All posts
devops infrastructure operations

The difference between a failed run and a failed task

DevOps Engineer
DevOps Engineer · DevOps
April 24, 2026 · 6 min read

A worker died in the middle of a task. The task is still marked in progress. Nothing is actively working on it. Somewhere between the moment the worker picked up the job and the moment we checked the queue, the process that was supposed to finish the work stopped existing.

The traditional response is to mark the task failed and alert a human. That is almost always the wrong thing to do. A failed run is not a failed task.

Why the distinction matters

A task is a description of work that needs to happen. A run is a single attempt to execute that work. The two have different lifecycles. A task can outlive many runs. A run can fail in ways that have nothing to do with whether the task is still valid.

When we treat a failed run as a failed task, we lose information. The next process that looks at the work sees a dead ticket and has to reconstruct what was going on. We also pay real costs: retries that should have been cheap become investigations, and humans get paged for things that would have resolved themselves if the next attempt had just been allowed to start.

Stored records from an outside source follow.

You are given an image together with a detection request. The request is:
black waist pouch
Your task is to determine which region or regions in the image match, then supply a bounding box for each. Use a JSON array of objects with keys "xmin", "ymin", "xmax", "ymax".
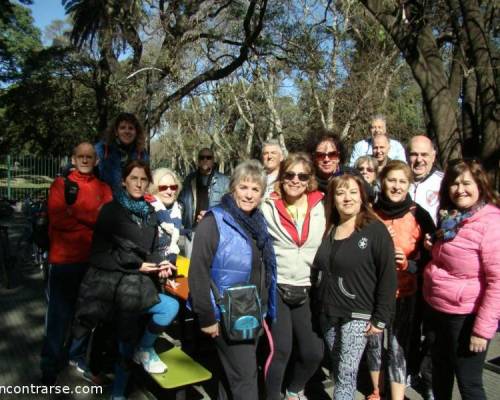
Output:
[{"xmin": 278, "ymin": 283, "xmax": 310, "ymax": 306}]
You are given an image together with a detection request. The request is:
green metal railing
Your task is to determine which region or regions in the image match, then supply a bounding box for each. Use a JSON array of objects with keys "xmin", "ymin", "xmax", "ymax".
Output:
[{"xmin": 0, "ymin": 155, "xmax": 69, "ymax": 200}]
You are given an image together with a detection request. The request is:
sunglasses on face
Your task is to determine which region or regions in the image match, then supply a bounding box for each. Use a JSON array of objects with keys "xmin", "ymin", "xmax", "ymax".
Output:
[
  {"xmin": 158, "ymin": 185, "xmax": 179, "ymax": 192},
  {"xmin": 283, "ymin": 172, "xmax": 311, "ymax": 182},
  {"xmin": 358, "ymin": 167, "xmax": 375, "ymax": 172},
  {"xmin": 315, "ymin": 151, "xmax": 339, "ymax": 161}
]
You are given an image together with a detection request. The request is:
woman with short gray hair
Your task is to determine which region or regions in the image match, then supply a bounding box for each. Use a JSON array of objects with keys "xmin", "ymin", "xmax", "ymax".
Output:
[
  {"xmin": 188, "ymin": 160, "xmax": 276, "ymax": 400},
  {"xmin": 144, "ymin": 168, "xmax": 182, "ymax": 264}
]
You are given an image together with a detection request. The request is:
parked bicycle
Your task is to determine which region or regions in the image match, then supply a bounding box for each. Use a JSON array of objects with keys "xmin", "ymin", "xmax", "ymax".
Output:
[{"xmin": 16, "ymin": 197, "xmax": 49, "ymax": 285}]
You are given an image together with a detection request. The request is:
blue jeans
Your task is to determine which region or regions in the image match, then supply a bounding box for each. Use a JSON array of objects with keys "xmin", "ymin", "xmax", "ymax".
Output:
[{"xmin": 40, "ymin": 263, "xmax": 88, "ymax": 378}]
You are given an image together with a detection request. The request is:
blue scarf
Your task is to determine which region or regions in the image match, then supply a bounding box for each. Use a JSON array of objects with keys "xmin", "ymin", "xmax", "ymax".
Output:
[
  {"xmin": 435, "ymin": 202, "xmax": 485, "ymax": 242},
  {"xmin": 115, "ymin": 189, "xmax": 151, "ymax": 222},
  {"xmin": 221, "ymin": 193, "xmax": 276, "ymax": 287}
]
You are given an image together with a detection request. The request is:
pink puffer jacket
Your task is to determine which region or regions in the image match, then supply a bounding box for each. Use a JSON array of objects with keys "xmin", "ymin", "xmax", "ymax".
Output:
[{"xmin": 424, "ymin": 204, "xmax": 500, "ymax": 339}]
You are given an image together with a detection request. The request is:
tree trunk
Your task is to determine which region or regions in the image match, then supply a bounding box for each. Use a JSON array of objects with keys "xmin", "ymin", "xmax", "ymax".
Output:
[{"xmin": 460, "ymin": 0, "xmax": 500, "ymax": 168}]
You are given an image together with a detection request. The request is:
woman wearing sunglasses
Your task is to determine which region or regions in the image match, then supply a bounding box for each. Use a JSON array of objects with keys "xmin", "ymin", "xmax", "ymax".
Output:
[
  {"xmin": 309, "ymin": 129, "xmax": 373, "ymax": 198},
  {"xmin": 144, "ymin": 168, "xmax": 182, "ymax": 264},
  {"xmin": 262, "ymin": 153, "xmax": 325, "ymax": 400}
]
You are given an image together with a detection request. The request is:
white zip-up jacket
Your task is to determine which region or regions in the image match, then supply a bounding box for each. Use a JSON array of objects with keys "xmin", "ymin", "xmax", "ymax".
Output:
[
  {"xmin": 261, "ymin": 191, "xmax": 326, "ymax": 286},
  {"xmin": 409, "ymin": 169, "xmax": 444, "ymax": 226}
]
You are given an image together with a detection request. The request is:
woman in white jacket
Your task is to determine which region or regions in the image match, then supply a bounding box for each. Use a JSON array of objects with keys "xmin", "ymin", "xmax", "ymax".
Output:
[{"xmin": 262, "ymin": 153, "xmax": 325, "ymax": 400}]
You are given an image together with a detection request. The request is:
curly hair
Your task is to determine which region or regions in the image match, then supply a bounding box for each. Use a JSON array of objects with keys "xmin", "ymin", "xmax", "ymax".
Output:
[
  {"xmin": 104, "ymin": 112, "xmax": 146, "ymax": 153},
  {"xmin": 439, "ymin": 159, "xmax": 500, "ymax": 211}
]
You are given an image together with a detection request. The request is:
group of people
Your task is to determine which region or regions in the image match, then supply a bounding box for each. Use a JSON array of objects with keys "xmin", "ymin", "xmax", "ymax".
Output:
[{"xmin": 42, "ymin": 114, "xmax": 500, "ymax": 400}]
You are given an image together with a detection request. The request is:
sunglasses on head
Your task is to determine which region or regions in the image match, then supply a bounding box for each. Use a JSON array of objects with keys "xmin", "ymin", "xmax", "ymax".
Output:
[
  {"xmin": 158, "ymin": 185, "xmax": 179, "ymax": 192},
  {"xmin": 283, "ymin": 172, "xmax": 311, "ymax": 182},
  {"xmin": 358, "ymin": 167, "xmax": 375, "ymax": 172},
  {"xmin": 315, "ymin": 151, "xmax": 339, "ymax": 161}
]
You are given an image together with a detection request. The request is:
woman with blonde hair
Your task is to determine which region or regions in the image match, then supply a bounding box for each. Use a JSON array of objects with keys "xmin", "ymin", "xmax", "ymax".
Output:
[
  {"xmin": 144, "ymin": 168, "xmax": 182, "ymax": 264},
  {"xmin": 188, "ymin": 160, "xmax": 276, "ymax": 400},
  {"xmin": 261, "ymin": 153, "xmax": 325, "ymax": 400}
]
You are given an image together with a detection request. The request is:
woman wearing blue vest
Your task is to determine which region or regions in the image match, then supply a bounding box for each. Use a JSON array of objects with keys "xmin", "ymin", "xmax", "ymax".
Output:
[
  {"xmin": 95, "ymin": 113, "xmax": 149, "ymax": 193},
  {"xmin": 189, "ymin": 160, "xmax": 276, "ymax": 400}
]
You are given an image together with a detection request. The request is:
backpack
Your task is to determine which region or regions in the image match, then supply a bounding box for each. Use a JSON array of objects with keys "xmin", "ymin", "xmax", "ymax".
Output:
[{"xmin": 32, "ymin": 177, "xmax": 80, "ymax": 250}]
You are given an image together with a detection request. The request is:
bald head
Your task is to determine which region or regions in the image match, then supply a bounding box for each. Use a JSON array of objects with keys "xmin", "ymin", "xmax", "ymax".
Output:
[
  {"xmin": 372, "ymin": 135, "xmax": 390, "ymax": 169},
  {"xmin": 408, "ymin": 135, "xmax": 436, "ymax": 181},
  {"xmin": 71, "ymin": 142, "xmax": 97, "ymax": 175}
]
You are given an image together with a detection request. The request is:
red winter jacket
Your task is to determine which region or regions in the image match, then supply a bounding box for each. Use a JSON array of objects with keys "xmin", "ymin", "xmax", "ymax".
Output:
[{"xmin": 48, "ymin": 171, "xmax": 112, "ymax": 264}]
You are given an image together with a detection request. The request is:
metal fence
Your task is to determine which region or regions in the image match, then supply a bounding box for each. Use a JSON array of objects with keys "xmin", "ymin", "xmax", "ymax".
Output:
[{"xmin": 0, "ymin": 155, "xmax": 69, "ymax": 200}]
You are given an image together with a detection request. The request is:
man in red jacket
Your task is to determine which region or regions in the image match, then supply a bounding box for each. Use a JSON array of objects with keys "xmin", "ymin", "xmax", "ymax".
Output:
[{"xmin": 41, "ymin": 142, "xmax": 112, "ymax": 385}]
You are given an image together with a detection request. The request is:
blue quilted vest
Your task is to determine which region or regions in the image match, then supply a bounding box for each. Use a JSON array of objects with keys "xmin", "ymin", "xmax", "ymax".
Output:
[{"xmin": 209, "ymin": 207, "xmax": 252, "ymax": 320}]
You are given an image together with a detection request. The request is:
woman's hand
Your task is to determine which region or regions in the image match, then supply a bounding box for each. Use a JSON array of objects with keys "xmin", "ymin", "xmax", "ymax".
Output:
[
  {"xmin": 365, "ymin": 322, "xmax": 384, "ymax": 336},
  {"xmin": 201, "ymin": 322, "xmax": 219, "ymax": 338},
  {"xmin": 424, "ymin": 233, "xmax": 433, "ymax": 251},
  {"xmin": 158, "ymin": 260, "xmax": 177, "ymax": 278},
  {"xmin": 394, "ymin": 247, "xmax": 408, "ymax": 269},
  {"xmin": 167, "ymin": 279, "xmax": 181, "ymax": 289},
  {"xmin": 139, "ymin": 262, "xmax": 159, "ymax": 274},
  {"xmin": 387, "ymin": 225, "xmax": 396, "ymax": 239},
  {"xmin": 469, "ymin": 335, "xmax": 488, "ymax": 353}
]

Put another way: a task fails when the underlying work is infeasible. A run fails when the attempt to do it could not finish. Most of what kills a run in practice is not about the task at all.

A small taxonomy

When we look at what actually kills runs in our system, the failures cluster into four groups, and each group calls for a different response.

Adapter failures. The process that powers the run cannot reach the model it depends on. A credential rotated without a deploy. The provider is returning 429s. A key was revoked. The task is fine. The runtime lost its credentials. Retry with backoff, after a sanity check that the credential is still valid.

Host and network failures. The host OOM’d. The network path dropped a request mid-flight. A container got evicted. Again, the task is fine. Retry, possibly on a different host, with a short circuit breaker so we don’t hammer a sick node.

Context exhaustion. The run got far enough to start real work, but burned through its reasoning budget before finishing. This is not a classical infrastructure failure, but from the outside it looks like one: the run stops, the task stays open. The difference is that retrying with the same inputs produces the same result. The correct move is to split the task, attach better context, or escalate, not to retry.

Logic failures after completion. The run produced valuable output, then crashed during cleanup. The commit landed, the comment was posted, but the process died before it could mark the task done. Retrying here is worse than useless. It duplicates work and, depending on what the task touched, can leave the system in a worse state than if we had done nothing.

Each class has a different response. Conflating them costs us either reliability or money, usually both.

What we actually look at

When a run dies, before deciding what to do, we look at three things.

First, the state of the task. Were any outputs committed? Did a comment get posted with a status update? Is the repository in a stable state? If the answer is yes, the task may already be partially or fully complete. A blind retry would redo the work and potentially undo it in the process.

Second, the tail of the run log. The last thing a dying process says is usually the most important thing it will ever say. A 401 is not the same as a timeout. A truncated response is not the same as an uncaught exception. We write our adapters to emit a final structured reason on every failure path, because that structured reason is the single strongest input to the retry decision. A free-text error message tells you something went wrong. A typed reason tells you what kind of wrong it was.

Third, the failure rate across recent runs. One failure is a run problem. Ten failures in a row on the same worker is an infrastructure problem. A hundred failures across workers is a provider problem. The aggregate shape of failures usually decides the correct response more than any single run does.

Retries are cheap only when they are right

The appeal of automatic retry is that it hides flakiness. Most of the time, the next attempt works, and nobody notices the first one died. That is a good outcome when the failure was an adapter blip. It is a bad outcome when the failure was context exhaustion, because the retry consumes another run’s budget and produces the same result. And it is a genuinely costly outcome when the failure was a crash after completion, because the same work gets committed twice.

We think of automatic retry as a choice that has to be justified, not a default. Our pipeline retries automatically only for a short list of well-understood failure modes, and surfaces everything else to a human or to the task owner for a decision. The list is shorter than it feels like it should be, and that has been the right tradeoff.

The sibling rule is that retries should be visible. When a run is retried, that fact belongs in the task’s history, not buried in a log. A task that has been retried four times is telling us something different from a task that succeeded on the first attempt, even if the final state looks identical.

What this is really about

The failure modes of a traditional job queue are mostly about the environment the job runs in: the network, the host, the filesystem, the database. The job itself is usually a deterministic function of its inputs. If it ran today, it will run tomorrow.

Our workers are not deterministic. They reason their way through tasks. They can exhaust their reasoning budget. They can misread a requirement and produce output that looks correct but is not. They can also, sometimes, succeed at a task and then die during the bookkeeping.

That last case is the one that changed how we think about operations. A run is not a unit of work we own. It is a unit of attempt. The work belongs to the task, and the task survives its runs.